Go back


Alan Ross

The Gulf of pleasure, 1951

The town of Porto d'Ischia is in reality two separate places, different in function, in architecture and in date. The beautiful, circular harbour which was originally completely bounded by rocks and formed a lake, was opened under Bourbon rule in 1853 by cutting away a narrow strip of rock. The whole of the modern town and harbour dates from this period and reflects its twin occupations—fishing and the summer tourist trade. Lovely old two and three-masted fishing boats lie alongside fast, new motorboats and all the way up the hill to the pinewoods, over the Punta San Pietro, villas and hotels, a string of light at night, adjoin one another with terraced gardens dropping their buff edges on the shore. But only here and at Casamicciola is there any impression of a special façade put up for visitors - though it is still, for the moment anyway, unostentatious, and the whole coastfront to the castello has a lazy romanticism that the smart beach, and its smoothly-tailored occupants, never quite destroy. The old town, which is early sixteenth century, has narrow, honeycomb streets in the Genoese fashion, a special, rather dingy beach of its own - the Spiaggia dei Pescatori - and is austerely, a little dirtily, beautiful. The houses are painted in delicate washed pink, blue and yellow, a wash which has run down the walls and round the windows into enormous tear-stains. During the heat of the day, its refuse crawling with flies, the narrow alleys fester and smell, but in the evening, when houses glow, the sea levelled into a meringue-coloured, foamy strip, the whole population, the buildings themselves, seem released. Lights come out singly in windows doubled on water; small bulbs burn over complacent religious effigies inset under leaking harbour walls. Old women, barely visible in the darkness, crouch over their doorsteps, children asleep like weights round them, and the whole length of the narrow bridge to the castle is lined with old fishermen sitting and smoking in silence on the walls, wrinkled clay like their pipes.

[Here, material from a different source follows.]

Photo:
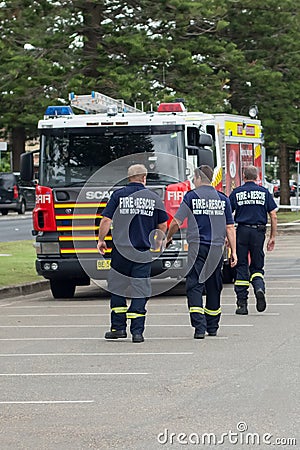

Casamicciola has a main street, bordered with oleander and palms, running in a straight line along the sea’s edge. On the landward side, several hundred yards of shops, every fifth or sixth separated by narrow lanes running up and losing themselves in the hills, curve round eventually into a piazza, so that the whole town is L-shaped- an effect increased by the pier that runs out from the main square some hundred yards into the sea.
The piazza itself has three or four cafes facing each other uneasily through trees, a taxi rank and a space for carriages. From here everything and everybody can be, and are, observed; the two or three daily buses, the Naples steamer, the arrival of fishing vessels and motorboats. Beyond the quay, the small bathing beach, a litter of upturned boats, while the road curves round a slight point, under cliffs hollowed into wine cellars, towards Lacco Ameno.
Each Ischian town has a bay of its own, a ridge of hills, and a headland that separates them from one another. So that though none of them are more than five miles apart - most of them about two - they seem each to have a distinctive atmos­phere, a private character.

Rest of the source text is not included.